In the EU, states and regions are calling for alignment of the climate, biodiversity and sustainable development goals agenda to support the European Green Deal. From the perspective of providing much needed interconnectedness between EU level decision making and communicating those decisions to citizens and communities, regions are acutely tuned into broad social sentiment in the EU. The recent farmers' protests serve as a warning that lack of public support for green policies in key sectors risks stalling progress. In that regard, there is a need to supplement the Green Deal with mechanisms to protect the most vulnerable, considering the strengths of subnational governments to act in that local and regional interest. Giving states and regions a stronger role in the design and governance of the Green Deal would help governance. 

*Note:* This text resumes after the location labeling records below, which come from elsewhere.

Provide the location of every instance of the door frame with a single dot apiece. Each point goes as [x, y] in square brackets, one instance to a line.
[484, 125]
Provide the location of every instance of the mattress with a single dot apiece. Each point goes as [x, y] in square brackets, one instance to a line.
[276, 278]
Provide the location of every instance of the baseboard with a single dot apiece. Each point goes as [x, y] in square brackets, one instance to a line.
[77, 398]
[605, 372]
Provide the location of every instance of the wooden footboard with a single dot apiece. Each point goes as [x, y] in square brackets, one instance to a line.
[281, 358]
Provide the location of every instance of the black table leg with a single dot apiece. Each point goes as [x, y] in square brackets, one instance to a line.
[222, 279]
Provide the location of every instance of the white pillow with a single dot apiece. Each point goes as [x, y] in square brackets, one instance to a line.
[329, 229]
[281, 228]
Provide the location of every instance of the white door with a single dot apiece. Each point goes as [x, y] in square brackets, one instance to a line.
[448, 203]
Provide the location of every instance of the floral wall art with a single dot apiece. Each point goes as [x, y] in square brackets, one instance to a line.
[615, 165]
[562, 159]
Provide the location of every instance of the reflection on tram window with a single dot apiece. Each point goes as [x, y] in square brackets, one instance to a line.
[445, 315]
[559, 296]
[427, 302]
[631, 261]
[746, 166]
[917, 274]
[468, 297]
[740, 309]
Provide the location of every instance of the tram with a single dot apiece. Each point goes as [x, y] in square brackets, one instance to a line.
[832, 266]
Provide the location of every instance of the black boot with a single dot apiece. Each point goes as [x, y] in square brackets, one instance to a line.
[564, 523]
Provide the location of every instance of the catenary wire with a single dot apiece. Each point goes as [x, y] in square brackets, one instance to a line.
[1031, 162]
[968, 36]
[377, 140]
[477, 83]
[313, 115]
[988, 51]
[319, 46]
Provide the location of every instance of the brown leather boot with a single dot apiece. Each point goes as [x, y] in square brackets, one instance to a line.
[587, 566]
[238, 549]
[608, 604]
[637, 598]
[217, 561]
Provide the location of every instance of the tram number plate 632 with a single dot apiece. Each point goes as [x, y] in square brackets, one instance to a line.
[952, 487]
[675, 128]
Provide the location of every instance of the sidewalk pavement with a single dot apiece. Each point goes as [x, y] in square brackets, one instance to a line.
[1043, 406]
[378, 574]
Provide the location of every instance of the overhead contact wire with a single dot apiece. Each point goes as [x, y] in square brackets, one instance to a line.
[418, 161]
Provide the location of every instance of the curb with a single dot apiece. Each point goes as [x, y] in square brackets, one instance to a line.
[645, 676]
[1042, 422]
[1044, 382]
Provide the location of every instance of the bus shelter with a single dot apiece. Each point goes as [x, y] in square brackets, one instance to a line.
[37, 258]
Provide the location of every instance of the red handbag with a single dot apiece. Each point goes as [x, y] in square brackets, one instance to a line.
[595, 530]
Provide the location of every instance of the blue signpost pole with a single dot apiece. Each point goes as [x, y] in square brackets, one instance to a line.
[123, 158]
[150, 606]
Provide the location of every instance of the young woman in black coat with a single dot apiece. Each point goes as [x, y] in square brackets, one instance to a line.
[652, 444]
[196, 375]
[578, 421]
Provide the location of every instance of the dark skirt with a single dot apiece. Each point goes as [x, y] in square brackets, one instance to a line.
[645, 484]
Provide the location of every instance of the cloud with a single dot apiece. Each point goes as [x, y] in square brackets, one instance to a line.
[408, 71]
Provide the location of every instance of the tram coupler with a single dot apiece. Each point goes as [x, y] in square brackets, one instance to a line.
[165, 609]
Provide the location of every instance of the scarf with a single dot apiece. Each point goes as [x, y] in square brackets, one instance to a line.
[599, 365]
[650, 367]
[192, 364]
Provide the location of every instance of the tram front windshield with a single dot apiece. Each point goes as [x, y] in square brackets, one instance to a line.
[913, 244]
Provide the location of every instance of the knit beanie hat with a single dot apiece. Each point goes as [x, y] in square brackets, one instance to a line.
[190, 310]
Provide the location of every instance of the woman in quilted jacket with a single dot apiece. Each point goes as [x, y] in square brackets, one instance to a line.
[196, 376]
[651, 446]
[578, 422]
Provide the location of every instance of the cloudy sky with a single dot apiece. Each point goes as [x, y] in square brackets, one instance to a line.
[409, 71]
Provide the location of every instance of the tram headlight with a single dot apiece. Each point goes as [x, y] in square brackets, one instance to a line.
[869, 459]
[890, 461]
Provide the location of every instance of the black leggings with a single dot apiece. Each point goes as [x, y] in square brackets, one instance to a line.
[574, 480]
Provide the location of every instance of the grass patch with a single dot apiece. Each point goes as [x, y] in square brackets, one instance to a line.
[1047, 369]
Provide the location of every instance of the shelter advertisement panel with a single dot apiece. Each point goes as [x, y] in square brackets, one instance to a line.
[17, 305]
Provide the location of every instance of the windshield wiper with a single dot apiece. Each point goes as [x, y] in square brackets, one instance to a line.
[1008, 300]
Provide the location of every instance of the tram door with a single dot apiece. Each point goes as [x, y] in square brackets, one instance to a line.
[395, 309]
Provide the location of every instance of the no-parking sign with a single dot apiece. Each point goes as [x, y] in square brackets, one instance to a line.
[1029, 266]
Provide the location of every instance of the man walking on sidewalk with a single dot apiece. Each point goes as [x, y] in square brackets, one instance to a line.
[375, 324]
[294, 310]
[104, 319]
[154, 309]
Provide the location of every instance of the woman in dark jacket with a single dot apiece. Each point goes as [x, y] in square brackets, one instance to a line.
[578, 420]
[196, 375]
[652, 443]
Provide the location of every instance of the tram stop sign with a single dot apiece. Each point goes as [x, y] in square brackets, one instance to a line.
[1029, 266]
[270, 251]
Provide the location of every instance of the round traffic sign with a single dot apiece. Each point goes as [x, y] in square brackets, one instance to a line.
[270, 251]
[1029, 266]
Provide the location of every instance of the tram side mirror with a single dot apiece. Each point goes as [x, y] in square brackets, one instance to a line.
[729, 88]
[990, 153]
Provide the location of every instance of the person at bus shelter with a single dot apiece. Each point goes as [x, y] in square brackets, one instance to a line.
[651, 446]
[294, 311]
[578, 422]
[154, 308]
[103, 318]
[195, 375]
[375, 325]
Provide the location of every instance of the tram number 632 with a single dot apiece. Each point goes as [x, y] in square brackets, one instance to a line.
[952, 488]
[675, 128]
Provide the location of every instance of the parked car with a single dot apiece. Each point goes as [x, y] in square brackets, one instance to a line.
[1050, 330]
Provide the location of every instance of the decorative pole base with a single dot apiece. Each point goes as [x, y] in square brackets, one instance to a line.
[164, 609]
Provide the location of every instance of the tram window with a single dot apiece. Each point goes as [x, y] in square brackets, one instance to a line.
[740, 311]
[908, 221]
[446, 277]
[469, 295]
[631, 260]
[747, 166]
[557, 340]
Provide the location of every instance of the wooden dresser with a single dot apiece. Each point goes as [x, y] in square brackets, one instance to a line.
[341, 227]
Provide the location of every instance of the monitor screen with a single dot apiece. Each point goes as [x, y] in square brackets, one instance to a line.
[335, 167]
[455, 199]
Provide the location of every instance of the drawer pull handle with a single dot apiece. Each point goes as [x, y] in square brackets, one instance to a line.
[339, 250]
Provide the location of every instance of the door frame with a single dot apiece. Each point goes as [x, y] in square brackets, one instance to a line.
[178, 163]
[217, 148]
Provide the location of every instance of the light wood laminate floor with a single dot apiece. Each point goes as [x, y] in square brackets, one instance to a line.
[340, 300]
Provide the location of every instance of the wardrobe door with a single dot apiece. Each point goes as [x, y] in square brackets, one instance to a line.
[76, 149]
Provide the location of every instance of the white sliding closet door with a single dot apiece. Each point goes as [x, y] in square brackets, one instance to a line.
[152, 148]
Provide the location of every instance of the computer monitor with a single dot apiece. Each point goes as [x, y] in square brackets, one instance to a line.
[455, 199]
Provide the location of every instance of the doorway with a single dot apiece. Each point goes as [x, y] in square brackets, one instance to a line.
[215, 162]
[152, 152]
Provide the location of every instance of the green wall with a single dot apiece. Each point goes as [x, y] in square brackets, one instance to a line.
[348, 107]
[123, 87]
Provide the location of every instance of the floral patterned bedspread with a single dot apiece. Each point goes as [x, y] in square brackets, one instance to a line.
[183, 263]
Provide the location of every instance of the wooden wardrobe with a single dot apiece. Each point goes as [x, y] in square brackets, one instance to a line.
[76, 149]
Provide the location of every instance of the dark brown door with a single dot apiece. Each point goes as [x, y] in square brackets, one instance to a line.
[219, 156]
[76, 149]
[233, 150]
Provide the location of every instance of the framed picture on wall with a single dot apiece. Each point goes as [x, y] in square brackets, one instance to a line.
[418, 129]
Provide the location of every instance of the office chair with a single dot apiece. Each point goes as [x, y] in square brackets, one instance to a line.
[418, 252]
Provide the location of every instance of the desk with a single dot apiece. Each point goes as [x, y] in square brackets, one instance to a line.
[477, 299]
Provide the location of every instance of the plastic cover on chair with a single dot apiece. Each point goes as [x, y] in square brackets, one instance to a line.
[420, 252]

This will help European regions to continue developing, testing, and delivering the climate policies and solutions needed to achieve the shift to climate neutrality while supporting EU to become the first climate neutral continent. Given, most EU climate and environmental laws will be implemented by local and regional governments, their leaders will become strong ambassadors for transformative and just climate action. 

It is important therefore, that local and regional governments are considered strongly in the upcoming submissions of Member-States’ Social Climate Plans. Not pursuing the development of robust stakeholder engagement plans that place importance on the role of states and regions will be a lost opportunity for the incoming EU leadership. 

Climate Group acts as secretariat to the Under2 Coalition - the largest global network of states, regions, provinces, and other subnational governments committed to achieving net zero emissions by 2050 at the latest.

One of the founding members of the Under2 Coalition is the German State of Baden-Württemberg and the Coalition now has over 40 states and regions from the EU in its network.

These are incredibly important elections, through which the EU will decide to push ahead with climate action or take its foot off the pedal. 

For most Europeans, climate is a crucial issue - it underpins many of the other concerns the EU faces, and it can’t be put on hold while politicians look to secure their seats for the next Parliament. Deprioritising the environment now would be a huge mistake, and cause economic uncertainty for companies, governments and citizens.

From the energy we use to the cars we drive and the buildings we live and work in, even the food we eat – greater focus on all of these things will ensure the EU maintains its position as a climate leader on the global stage and ensure it meets its own climate targets too.